According to a 2016 National Employment Law Project report, “Studies have shown that if hiring discrimination takes place, it is most likely (76 percent) to take place at the first interaction: the submission of a job application. Applicants who indicate a criminal record on these applications are much less likely to get a call-back: 34 percent of whites without a record were contacted, while only 17 percent of those with a record did; and among African Americans 14 percent without a record got a callback, but only 5 percent of African Americans with a criminal record heard back from the potential employer.”

Additionally, the report stated “while nearly all employers would ‘definitely’ or ‘probably’ hire applicants on public assistance, with lengthy unemployment spells, or other ‘stigmatizing characteristics,’ only 40 percent would give the same consideration to applicants with criminal records.”

Like Vaders, Masel knows what it feels like to be sidelined because of his past.

“It sucks having the feeling that you’ll be written off because you put a check in a box,” said Masel. “A lot of people who are in recovery, if they’re taking it seriously, that’s saying a whole lot. They’re trying to produce an entire shift in their life on an emotional and mental basis, how you work in society — there’s a lot to it.”

Part of that process, all three volunteers agreed, involved learning to have honest conversations with not only yourself but with your family and community.

Conversation and communication is the key to working through many of the issues recovering drug addicts face, Keaty said, both during their own healing process or breaking down the stigma that surrounds drug use and addiction.

“Addiction is a conversation starter,” she said. “This is really key. Everyone else is already talking about how horrible the epidemic is. We don’t look at it that way. This is an opportunity… And so what we do at Battlefield is say, ‘this is a conversation starter.’ And what we do, we teach the language to have the conversation to reconnect family, the addict and the community.”

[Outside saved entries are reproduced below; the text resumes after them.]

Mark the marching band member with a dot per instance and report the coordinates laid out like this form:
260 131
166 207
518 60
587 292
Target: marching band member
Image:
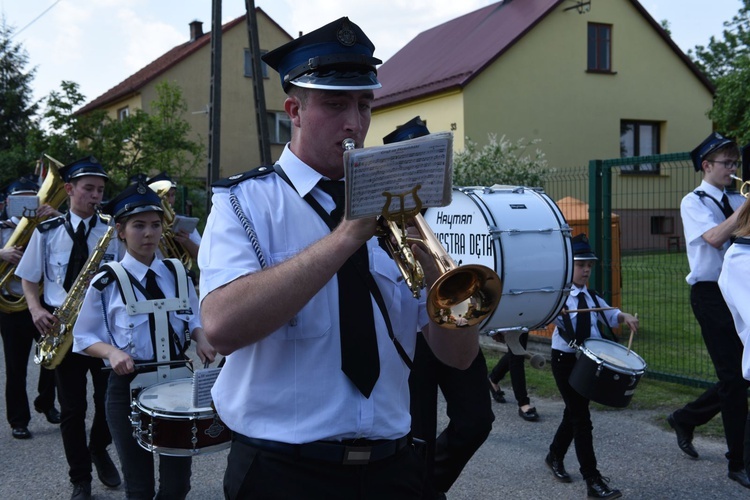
132 332
735 287
19 333
576 426
55 255
315 388
709 217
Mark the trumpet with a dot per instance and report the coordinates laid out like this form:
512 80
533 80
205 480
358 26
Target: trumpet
462 296
744 187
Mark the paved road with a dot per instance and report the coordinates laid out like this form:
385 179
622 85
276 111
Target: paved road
634 448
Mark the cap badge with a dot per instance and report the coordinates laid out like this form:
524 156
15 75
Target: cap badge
346 36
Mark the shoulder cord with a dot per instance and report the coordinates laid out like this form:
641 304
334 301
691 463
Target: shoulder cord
366 276
248 227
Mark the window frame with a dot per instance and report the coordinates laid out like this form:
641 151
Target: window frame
248 66
597 44
645 168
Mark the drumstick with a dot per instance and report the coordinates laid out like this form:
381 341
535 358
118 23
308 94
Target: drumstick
593 309
630 340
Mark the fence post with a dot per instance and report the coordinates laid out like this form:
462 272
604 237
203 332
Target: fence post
595 219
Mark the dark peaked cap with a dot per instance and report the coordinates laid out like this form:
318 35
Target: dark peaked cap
337 56
708 146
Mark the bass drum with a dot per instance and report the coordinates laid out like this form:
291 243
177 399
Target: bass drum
521 234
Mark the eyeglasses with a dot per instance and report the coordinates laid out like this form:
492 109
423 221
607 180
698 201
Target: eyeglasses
727 163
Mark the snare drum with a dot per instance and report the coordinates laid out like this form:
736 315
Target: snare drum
165 421
606 372
519 233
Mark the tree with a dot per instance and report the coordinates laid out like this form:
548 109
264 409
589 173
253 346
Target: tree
725 62
142 142
499 162
18 122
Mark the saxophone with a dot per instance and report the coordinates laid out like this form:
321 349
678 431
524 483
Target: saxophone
52 193
52 348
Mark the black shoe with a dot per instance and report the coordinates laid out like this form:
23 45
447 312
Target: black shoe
81 491
105 469
21 432
498 395
684 436
740 476
52 415
558 469
529 415
596 487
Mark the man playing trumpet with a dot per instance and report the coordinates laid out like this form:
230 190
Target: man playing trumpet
286 295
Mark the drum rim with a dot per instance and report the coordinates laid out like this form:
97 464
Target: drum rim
617 368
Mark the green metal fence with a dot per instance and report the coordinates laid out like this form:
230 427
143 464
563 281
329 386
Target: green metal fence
634 206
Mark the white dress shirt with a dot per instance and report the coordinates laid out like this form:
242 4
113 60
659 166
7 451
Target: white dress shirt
699 214
131 334
289 386
734 283
558 342
47 254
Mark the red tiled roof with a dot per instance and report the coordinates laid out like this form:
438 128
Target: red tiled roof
452 54
136 81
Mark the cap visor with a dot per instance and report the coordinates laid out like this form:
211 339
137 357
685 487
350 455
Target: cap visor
335 80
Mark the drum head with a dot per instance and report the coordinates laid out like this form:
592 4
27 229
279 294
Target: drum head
614 354
173 397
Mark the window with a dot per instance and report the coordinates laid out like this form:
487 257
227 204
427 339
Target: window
639 139
280 127
249 64
600 48
661 224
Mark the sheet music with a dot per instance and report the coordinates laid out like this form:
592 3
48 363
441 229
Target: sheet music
398 168
203 381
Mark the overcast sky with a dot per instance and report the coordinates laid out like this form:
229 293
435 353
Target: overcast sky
98 43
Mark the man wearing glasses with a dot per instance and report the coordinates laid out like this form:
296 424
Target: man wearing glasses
709 217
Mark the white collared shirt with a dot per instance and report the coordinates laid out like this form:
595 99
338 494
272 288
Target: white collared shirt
47 254
735 287
558 342
132 334
700 214
289 386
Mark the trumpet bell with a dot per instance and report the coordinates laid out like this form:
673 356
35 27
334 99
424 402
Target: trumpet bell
464 296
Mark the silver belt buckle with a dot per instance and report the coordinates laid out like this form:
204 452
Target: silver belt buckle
357 455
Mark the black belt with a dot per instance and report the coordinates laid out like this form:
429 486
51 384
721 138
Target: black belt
352 452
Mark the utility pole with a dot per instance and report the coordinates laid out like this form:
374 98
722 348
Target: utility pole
264 142
214 123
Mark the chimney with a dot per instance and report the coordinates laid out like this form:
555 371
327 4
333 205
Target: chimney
196 30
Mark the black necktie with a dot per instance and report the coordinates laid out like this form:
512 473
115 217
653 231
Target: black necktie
726 208
583 321
152 287
78 255
359 343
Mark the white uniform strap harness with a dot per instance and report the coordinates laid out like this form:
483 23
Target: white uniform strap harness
160 308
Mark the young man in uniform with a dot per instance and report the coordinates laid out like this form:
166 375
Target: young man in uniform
55 255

Being honest, Wahl said, was one of the best decisions he made when it came to looking for employment.

“Some people fake it until they make it, but I don’t believe in that, because eventually you’re going to have to be real and you’re going to have to come clean to the world,” he said. “It has worked to my advantage, when I was honest with an employer, and I got a job out of it.”

Masel agreed with Wahl’s sentiment.

“A big part of people being able to understand and look at addicts differently is for addicts to not be afraid of telling people where they come from, what they’re doing, how they’ve changed and who they are,” he said. “Just keep putting yourself out there and don’t be afraid to show who you are.”

According to the National Employment Law Center, a survey of California employers found “if they knew the nature of an offense, their willingness to consider hiring a worker varied significantly, with 23 percent willing to hire a person with a drug-related felony.”

Additionally, another study showed “having personal contact with the potential employer reduced the negative effect of a criminal record by approximately 15 percent.”

“We’re not bad people,” Wahl said. “A lot of these people, if they got the chance to talk to an employer, just like some other person… a lot of people would just be impressed, period, if they heard the story that people went through and how much they’ve overcome.”

CORRECTION: This story has been updated to correctly attribute the quote from Beth McGinty, PhD, MS assistant professor at John Hopkins Bloomberg School of Public Health.